Not every ex- spouse needs to pay divorce alimony, which is also known as spousal maintenance or support. Divorce alimony is granted only when an ex-spouse is not able to support himself or herself without financial assistance from their ex-spouse who can afford to pay it.
Spousal support can be temporary, for example when an ex-spouse requires time and money to brush up her/his skills, complete a degree or certification in order to get back into the job market. Or it could be permanent if an ex-spouse has no probability of becoming financially independent due to age or disability.
If you have been the main financial provider for your family during your married life, it is quite likely that you will have to pay divorce alimony. The techniques and ways for determining whether alimony is appropriate and/or how much alimony an ex-spouse is supposed to pay may vary from court to court.
Let’s Look at a Typical Instance :
The Husband and the Wife met while they were in college. Both graduated from different colleges with bachelor’s degrees in Engineering and bachelor’s degrees in Architecture respectively. Both of them started working immediately after graduation. They got married after completing graduation when the husband and wife both were 24 years old.
The wife stopped working when their first child was born and has been at home taking care of the kids since then. The husband is now 34 years old and earns a handsome salary, while the wife stays at home with their two kids.
Will The Husband Have to Pay Divorce Alimony?
In this case, will the husband have to pay divorce alimony? The simple answer to this question is yes. The Husband will probably have to pay alimony but how much alimony or for how long may vary depending on a number of factors.
The Court Will Usually Consider The Following Factors for Divorce Alimony :
- Marriage duration.
- Financial resources of each spouse.
- Each party’s earning capacity.
- Time needed to obtain training or education to re-enter the workforce.
- Contributions to the family during the marriage.
In today’s market scenario, it is extremely hard to find job, even if you stopped working only a few months ago. If the wife stopped going to office after marriage or after the birth of a kid, the husband has to support her until she is earning enough to support herself. The courts also consider the complexity in getting a job or freelance work while deciding the alimony.

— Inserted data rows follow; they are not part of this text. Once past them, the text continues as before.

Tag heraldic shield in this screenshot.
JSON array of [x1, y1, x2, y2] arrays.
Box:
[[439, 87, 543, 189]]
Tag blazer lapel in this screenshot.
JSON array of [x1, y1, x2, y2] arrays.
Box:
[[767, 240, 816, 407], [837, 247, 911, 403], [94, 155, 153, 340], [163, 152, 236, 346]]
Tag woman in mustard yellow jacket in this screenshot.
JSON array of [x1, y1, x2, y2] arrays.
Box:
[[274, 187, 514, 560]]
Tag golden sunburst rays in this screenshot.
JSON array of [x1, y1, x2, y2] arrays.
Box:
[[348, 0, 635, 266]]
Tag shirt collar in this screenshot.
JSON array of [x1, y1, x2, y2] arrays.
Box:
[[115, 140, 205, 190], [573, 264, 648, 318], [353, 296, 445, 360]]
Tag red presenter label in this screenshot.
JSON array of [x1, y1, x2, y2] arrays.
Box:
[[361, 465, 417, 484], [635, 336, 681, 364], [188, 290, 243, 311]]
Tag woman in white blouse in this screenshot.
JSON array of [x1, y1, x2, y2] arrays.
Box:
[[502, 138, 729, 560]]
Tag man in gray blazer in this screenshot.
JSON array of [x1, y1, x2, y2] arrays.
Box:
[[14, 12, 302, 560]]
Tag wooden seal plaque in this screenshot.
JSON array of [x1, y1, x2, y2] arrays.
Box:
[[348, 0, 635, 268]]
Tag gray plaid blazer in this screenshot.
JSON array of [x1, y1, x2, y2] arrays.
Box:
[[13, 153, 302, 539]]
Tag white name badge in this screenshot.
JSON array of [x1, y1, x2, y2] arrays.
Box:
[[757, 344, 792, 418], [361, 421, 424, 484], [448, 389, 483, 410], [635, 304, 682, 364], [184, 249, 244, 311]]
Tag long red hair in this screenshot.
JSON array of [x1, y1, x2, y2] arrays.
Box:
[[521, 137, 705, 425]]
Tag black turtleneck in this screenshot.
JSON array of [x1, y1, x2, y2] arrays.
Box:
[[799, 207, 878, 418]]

In the scenario above, the wife has the ability earn well as she has a bachelor’s degree in Architecture and some work experience. However, she definitely does not have the same earning capacity as the husband, considering that the husband now has a work experience of many years and he already has a job with a company. The wife had to compromise on her career to take care of the family and kids. Therefore, the husband has to pay alimony until she is financially independent.
A court may order temporary alimony while the divorce is still pending. Most divorce alimony is awarded for a particular period of time.
So, if you have been the primary bread winner for your spouse and children and your spouse is not able to support himself/herself financially, it is mandatory for you to pay some kind of spousal support.